The reason for this is easy to understand given the type of complications.
Transfusion reactions (and therefore complications) can be:
- acute, when symptoms appear from the moment the transfusion starts until 24 hours later,
- delayed, when symptoms occur even after 1-2 weeks.
Acute reactions can be mild when present:
The most likely cause is mild hypersensitivity.
Acute reactions may be moderately severe when present:
- mild dyspnoea
The most probable cause is moderate hypersensitivity, severe hypersensitivity from anti-leukocyte antibodies, anti-protein antibodies, bacterial contamination of the bag.
Acute reactions can be very severe and potentially fatal when present:
- fever and chills
- nappus bleeding (DIC)
- chest and/or lumbar pain
- pain at the point of infusion
- air hunger and/or dyspnoea
The most likely cause is acute intravascular haemolysis, bacterial contamination with septic shock, circulatory overload, anaphylaxis, TRALI.
Delayed reactions may appear up to 12 days after transfusion, such as delayed haemolytic reaction, post-transfusion purpura and GvHD.
Double-check procedures are required by law to avoid serious haemolytic incidents that occur when transfused blood cells react with circulating antibodies of the recipient, resulting in intravascular haemolysis.
In most cases they are due to human errors such as:
- transfusion of correctly labelled blood to the wrong person
- incorrect labelling of blood samples before transfusion
- transcription errors at the Transfusion Service
The acute haemolytic reaction may appear immediately after infusion of 10-15 ml of blood, the severity increases with the amount of blood infused, the signs and symptoms are: malaise, fever, chills, chest constriction, headache, lumbar bar pain, hypotension, pain at the site of infusion, redness, dyspnoea, nausea, small and frequent pulse, oliguria anuria, generalised bleeding.
They may be present in all or only some, the detection of vital parameters before transfusion allows a differential with the parameters during the transfusion reaction.
This is most relevant in the unconscious or anaesthetised patient where we can detect hypotension, bleeding at the surgical site, haemoglobinuria.
Whenever an acute haemolytic reaction is suspected, prompt action must be taken by stopping the transfusion and keeping the venous line open, if possible taking an additional venous route for infusion and monitoring the patient.

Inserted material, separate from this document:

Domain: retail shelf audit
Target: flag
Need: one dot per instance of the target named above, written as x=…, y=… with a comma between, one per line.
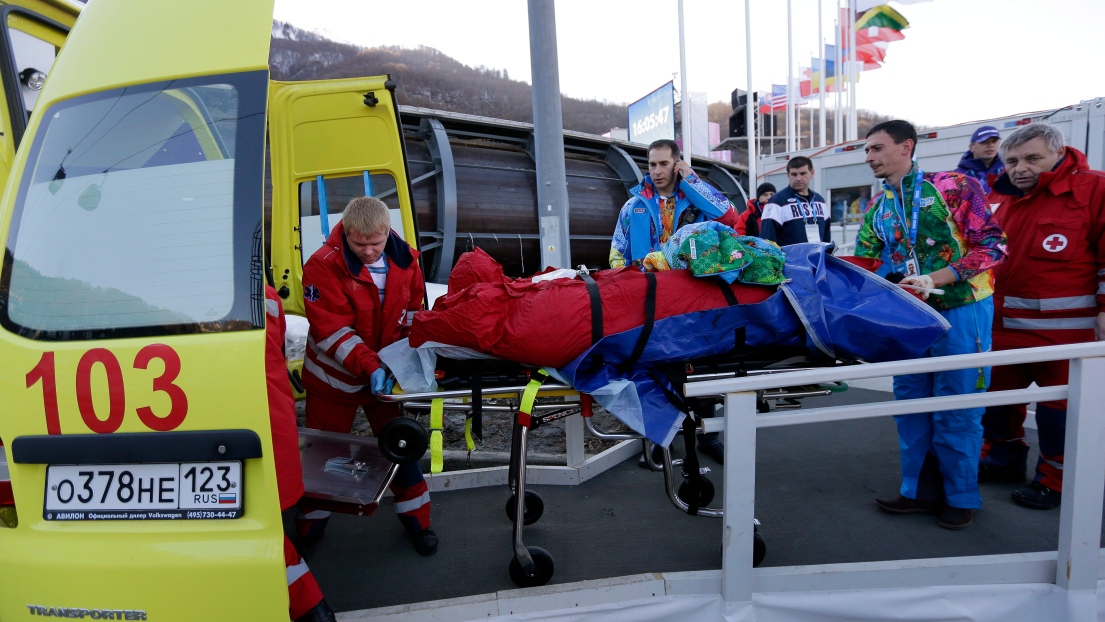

The treatment requires the physician to liaise with the transfusion service physician in order to best act in accordance with the patient’s clinical condition.
Knowledge of the symptoms of transfusion complications enables even mild reactions to be recognised
The blood transfusion lasts one hour, the patient should be monitored and supervised, and should not feel anything more than he did before the start of the transfusion.